Lange, a clinical researcher specializing in HIV therapy, and a past International AIDS Society president, was addressing the landscape of HIV treatment in countries with limited resources.

He followed with a review of the World Health Organization guidelines that relegated the  D4t (stavudine) a low-priced but toxic HIV medicine  to be phased out of treatment regimens and  relegated to “back up status.” The good news — by 2012 most countries had followed the recommendation, and removed the medicine from their national guidelines. The bad news? in more than 40 percent of the countries, patients remain on D4t regimens.

Access to second-line treatment remains limited, risks that drugs used for pre-exposure prevention of HIV acquisition could conflict with treatment of those who do get HIV, need for new regimens — all are among the challenges that continue to dog treatment efforts. But, looking at challenges surrounding the medicines alone is a “myopic view,” he continued, if it distracts us from focusing on “the real challenges.”

Those challenges include sustainable financing for health care, inefficiencies in donor funding, the need to build national health budgets, and seizing the chances afforded by HIV testing, treatment and care to both build and simplify health care delivery.

“It would really be a missed opportunity,” Lange said, “if we test everyone and don’t take their blood pressure, or test their blood sugar.”

He was followed by Christopher Rowley of Harvard Medical School, who looked at advances in monitoring patients’ viral and immune cell counts, and how those, in turn, can advance the effectiveness of treatment on individual and population levels.

If only a patient’s immune cell count is monitored (currently as far as routine monitoring goes in resource-limited settings fortunate enough to have the ability to do that much) the failure of treatment will be noticed only after the virus has had a chance to replicate, endangering the patient’s health, and making the patient likelier to transmit the virus. The costs of testing equipment has put them out of reach of health care settings where they are needed most, though. Less expensive ones have been devised (one, unfortunately was discovered to be overestimating patient’s immune cell counts, keeping them ineligible for treatment when treatment was, in fact, needed) but other challenges have included inadequate technical support and training to keep the machines running.

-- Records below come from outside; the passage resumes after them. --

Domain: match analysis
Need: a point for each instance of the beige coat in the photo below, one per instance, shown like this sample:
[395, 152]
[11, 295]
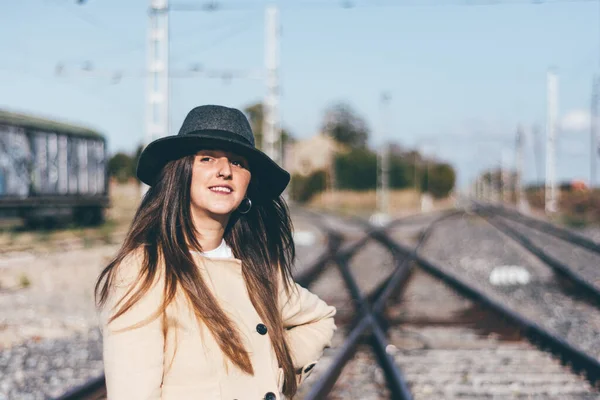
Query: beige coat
[176, 358]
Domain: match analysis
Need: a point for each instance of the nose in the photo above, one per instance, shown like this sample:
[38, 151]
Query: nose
[223, 167]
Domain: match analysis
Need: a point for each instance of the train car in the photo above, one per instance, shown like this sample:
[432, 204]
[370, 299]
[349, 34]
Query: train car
[51, 171]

Still, the stakes for developing capacities to monitor patients correctly where they come for care have been demonstrated, with one study showing that with answers available on the spot the number of patients lost to follow up care dropped from 57 to 21 percent.

More of the challenges and solutions to getting and keeping patients in care was the substance of the last talk, by Ingrid Bassett of Harvard Medical School.

Finding infections early and late have their own challenges. A typical patient beginning antiretroviral treatment arrives very sick — too sick, sometimes to become an active participant in their care. People diagnosed with HIV — but not yet eligible for antiretroviral treatment by current standards  — who in showing up healthy “have done what we wanted,” as Bassett put it,  fall through the chasms that make getting health care in general a challenge in resource limited places, and relatively few show up to be retested.

Of people starting treatment, the stigma of regular visits to an HIV clinic, the transportation costs, user fees — and improved health — all contributed to dropping out.

Patient tracers, transportation vouchers, eliminating fees, and a much heralded co-operative style group of patients in Mozambique who take turns traveling to the nearest clinic to pick up members’ medicines, were among the home-grown and low-cost answers to treatment default and failure. Bassett also pointed to proactive steps of providing more services at visits, incentive pay for return visits and adjusting scheduling for shorter wait times.